The foxes on islands lying just off the state’s southern coast were once on the brink of extinction.
“We’ve been able to stop impairment and recover a species,” said Russell Galipeau, superintendent of Channel Islands National Park, which encompasses five of the archipelago’s eight islands.
Four fox subspecies that live on Santa Catalina, San Miguel, Santa Rosa and Santa Cruz islands were placed on the endangered species list in 2004. Disease and predators had dramatically reduced their populations.
Golden eagles that migrated to San Miguel and Santa Rosa devoured the foxes, leaving only about 15 on each island by 2000. The number of foxes on Santa Cruz Island dipped to a low of 62 in 2002.
The golden eagles were able to spread to the islands because the islands’ native bald eagles, which didn’t prey on foxes, were wiped out there by the discharge of the now-banned chemical DDT into coastal waters.

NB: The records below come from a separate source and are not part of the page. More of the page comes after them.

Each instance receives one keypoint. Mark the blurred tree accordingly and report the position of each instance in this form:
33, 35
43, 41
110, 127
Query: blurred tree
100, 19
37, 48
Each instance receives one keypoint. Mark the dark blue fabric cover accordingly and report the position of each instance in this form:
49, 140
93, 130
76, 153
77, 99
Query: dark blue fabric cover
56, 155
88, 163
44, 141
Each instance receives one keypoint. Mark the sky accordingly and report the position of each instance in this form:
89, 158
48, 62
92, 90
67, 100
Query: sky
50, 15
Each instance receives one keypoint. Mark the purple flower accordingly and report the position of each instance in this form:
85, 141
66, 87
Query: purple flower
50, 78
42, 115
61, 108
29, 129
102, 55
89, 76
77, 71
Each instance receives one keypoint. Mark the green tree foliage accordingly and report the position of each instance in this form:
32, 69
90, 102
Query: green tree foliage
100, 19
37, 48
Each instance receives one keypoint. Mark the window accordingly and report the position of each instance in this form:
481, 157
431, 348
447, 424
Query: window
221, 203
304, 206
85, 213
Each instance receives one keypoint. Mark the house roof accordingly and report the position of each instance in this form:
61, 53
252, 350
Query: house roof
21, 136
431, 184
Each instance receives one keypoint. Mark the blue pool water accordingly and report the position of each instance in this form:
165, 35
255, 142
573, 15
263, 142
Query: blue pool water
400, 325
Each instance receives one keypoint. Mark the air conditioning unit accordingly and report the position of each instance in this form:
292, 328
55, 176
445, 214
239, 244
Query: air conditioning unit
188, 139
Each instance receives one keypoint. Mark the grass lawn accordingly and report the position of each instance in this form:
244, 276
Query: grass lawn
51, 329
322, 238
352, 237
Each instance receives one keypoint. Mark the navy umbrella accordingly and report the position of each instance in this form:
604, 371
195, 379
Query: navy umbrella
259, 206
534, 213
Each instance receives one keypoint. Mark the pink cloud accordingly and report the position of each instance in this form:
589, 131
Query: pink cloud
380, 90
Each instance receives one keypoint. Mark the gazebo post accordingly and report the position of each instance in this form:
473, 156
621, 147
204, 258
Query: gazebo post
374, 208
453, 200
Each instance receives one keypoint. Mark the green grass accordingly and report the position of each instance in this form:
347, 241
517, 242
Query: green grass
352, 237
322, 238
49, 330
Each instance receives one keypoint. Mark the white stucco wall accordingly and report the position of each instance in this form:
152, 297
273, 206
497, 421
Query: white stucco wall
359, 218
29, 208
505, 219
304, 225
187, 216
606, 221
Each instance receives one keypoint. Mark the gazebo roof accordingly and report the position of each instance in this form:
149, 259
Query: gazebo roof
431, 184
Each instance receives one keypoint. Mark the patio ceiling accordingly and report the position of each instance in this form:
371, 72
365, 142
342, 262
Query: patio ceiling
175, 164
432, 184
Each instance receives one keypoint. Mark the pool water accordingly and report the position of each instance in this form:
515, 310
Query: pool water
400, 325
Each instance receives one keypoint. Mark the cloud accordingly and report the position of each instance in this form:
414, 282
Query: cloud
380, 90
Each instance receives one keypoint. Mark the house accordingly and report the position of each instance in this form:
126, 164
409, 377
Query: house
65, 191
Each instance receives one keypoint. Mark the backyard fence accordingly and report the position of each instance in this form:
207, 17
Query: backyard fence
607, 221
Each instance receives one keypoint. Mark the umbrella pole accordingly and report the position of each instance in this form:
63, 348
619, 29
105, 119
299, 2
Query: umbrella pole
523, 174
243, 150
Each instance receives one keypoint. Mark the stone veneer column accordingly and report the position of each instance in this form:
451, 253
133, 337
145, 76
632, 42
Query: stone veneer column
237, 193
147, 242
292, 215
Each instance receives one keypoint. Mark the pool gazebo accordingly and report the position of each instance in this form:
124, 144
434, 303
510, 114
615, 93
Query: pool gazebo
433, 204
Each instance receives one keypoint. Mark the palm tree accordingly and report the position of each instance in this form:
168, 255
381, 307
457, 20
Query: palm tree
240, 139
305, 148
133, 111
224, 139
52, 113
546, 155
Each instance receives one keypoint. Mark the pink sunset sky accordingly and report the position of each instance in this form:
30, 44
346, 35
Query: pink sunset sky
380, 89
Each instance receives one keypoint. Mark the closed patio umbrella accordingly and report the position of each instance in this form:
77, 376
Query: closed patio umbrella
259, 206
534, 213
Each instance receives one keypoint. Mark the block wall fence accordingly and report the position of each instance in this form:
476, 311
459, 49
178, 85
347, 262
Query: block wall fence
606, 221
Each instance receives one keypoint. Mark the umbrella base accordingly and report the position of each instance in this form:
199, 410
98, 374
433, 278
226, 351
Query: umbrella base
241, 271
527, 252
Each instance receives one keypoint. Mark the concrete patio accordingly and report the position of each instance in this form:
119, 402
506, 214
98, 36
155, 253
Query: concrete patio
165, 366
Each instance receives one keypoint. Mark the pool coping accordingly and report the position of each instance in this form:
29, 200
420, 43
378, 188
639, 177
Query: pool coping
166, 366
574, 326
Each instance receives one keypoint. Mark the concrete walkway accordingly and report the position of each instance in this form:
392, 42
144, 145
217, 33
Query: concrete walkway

Wildlife officials and biologists crafted a plan that included relocating the non-native golden eagles from the northern Channel Islands, killing off Santa Cruz’s huge population of feral pigs that lured golden eagles, reintroduction of bald eagles, vaccinating the foxes against canine distemper and breeding the foxes in captivity.
Officials said Friday the fox populations have now recovered to self-sustaining levels. The U.S. Fish and Wildlife Service is calling their resurgence the fastest successful recovery of any mammal listed under the Endangered Species Act.
As of last year, there were 520 native foxes on San Miguel and 874 on Santa Rosa, according to the group Friends of the Island Fox. The number of foxes on Santa Cruz Island had risen to 1,750.
“It was a challenge but one of the nice things is we were separated by ocean so we could control a lot of the potential impact,” Galipeau said.
On Santa Catalina, canine distemper brought over from the mainland reduced the fox population to 103 in 2000, but last year it was 1,717.
Officials are recommending native foxes on Santa Catalina island be reclassified from endangered to threatened, saying the potential for disease outbreak is a remaining threat.
Two other subspecies on San Nicolas and San Clemente aren’t endangered. There were 263 foxes on San Nicolas and 1,230 on San Clemente.
Tierra Curry, senior scientist at the Center for Biological Diversity, credited the Endangered Species Act for saving the island foxes.
“Thanks to its remarkable power, we can celebrate the successful recovery of the island foxes,” Curry said in a statement.
Once the home of Native Americans, the Channel Islands were reached by early European explorers, fur hunters seeking sea otters, seals and sea lions, and then became a base for fishermen, according to the National Park Service.
Later came ranching, agriculture and military defense operations before preservation efforts began. Santa Catalina became and remains a destination for tourists and recreational boating.